(p. A15) Economic activity is increasingly conducted wirelessly, under a regulatory regime developed nearly a century ago—one that favors well-heeled incumbents and does little to encourage efficient use of the spectrum. The difficulty that new entrants face in securing spectrum, along with a system that locks in existing technology, chills investment in next-generation infrastructure.

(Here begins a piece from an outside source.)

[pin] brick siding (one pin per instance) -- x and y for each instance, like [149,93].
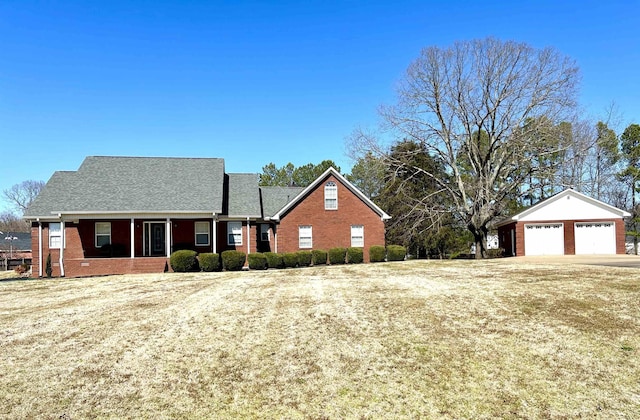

Given the exciting promise of today’s technology, how did we end up hamstrung by such a backward regulatory regime?
. . .
Mr. Hazlett cites as an example the 1930s-era drama surrounding FM radio. From the start, FM had much better sound fidelity than AM—and so threatened existing AM networks operated by NBC, CBS and AT&T’s wired long-distance telephone network. These companies used the Federal Communications Commission to hamper the development of FM and succeeded in having it moved to a different band after World War II. This rendered all existing FM equipment—purchased by consumers at no small expense—useless and limited stations’ transmission power such that their audiences became too small to sustain a competitive business. So distressing was the episode that the father of FM radio, Edwin Howard Armstrong, ended his own life in 1954. The sad saga was merely an early example of the FCC exhibiting the “capture theory” of regulation, according to which regulators and legislators enact rules nominally in the public interest but in fact designed to enrich specific interest groups.
. . .
Mr. Hazlett devotes a substantial portion of his book to arguments for reforms, the most promising of which rest on the Nobel Prize-winning work of British economist Ronald Coase. Coase showed that, absent transaction costs, well-defined assets will wind up in the hands of the entities that value them most. By assigning property rights to frequencies—thereby turning them into assets and enabling the pricing mechanism—immense value can be created from the more efficient employment of bandwidth. For years, the concept of treating bandwidth like property and distributing it through competitive auctions seemed like a pipe dream. In the 1970s, two FCC commissioners said that the odds that this approach would be adopted “were equal to ‘those on the Easter Bunny in the Preakness.’ ” Well, the Easter Bunny won, and in 1994 the FCC started auctioning wireless licenses.
. . .
. . . for consumers and the public, “The Political Spectrum” is a good reminder of how far we have come. Today few economists question the benefits of well-defined rights, flexible use and auctions. That we are debating how to implement these ideas, rather than whether to do so, is reason for cautious optimism about our wireless future.
For the full review, see:
Gregory L. Rosston. “BOOKSHELF; Unlocking the Airwaves; In regulating radio, the FCC enacted rules nominally in the public interest, but which actually enriched specific interest groups.” The Wall Street Journal (Monday, July 17, 2017): A15.
(Note: ellipses added.)
(Note: the online version of the review has the date July 16, 2017, and has the same title as the print version.)
The book under review is:
Hazlett, Thomas W. The Political Spectrum: The Tumultuous Liberation of Wireless Technology, from Herbert Hoover to the Smartphone. New Haven, CT: Yale University Press, 2017.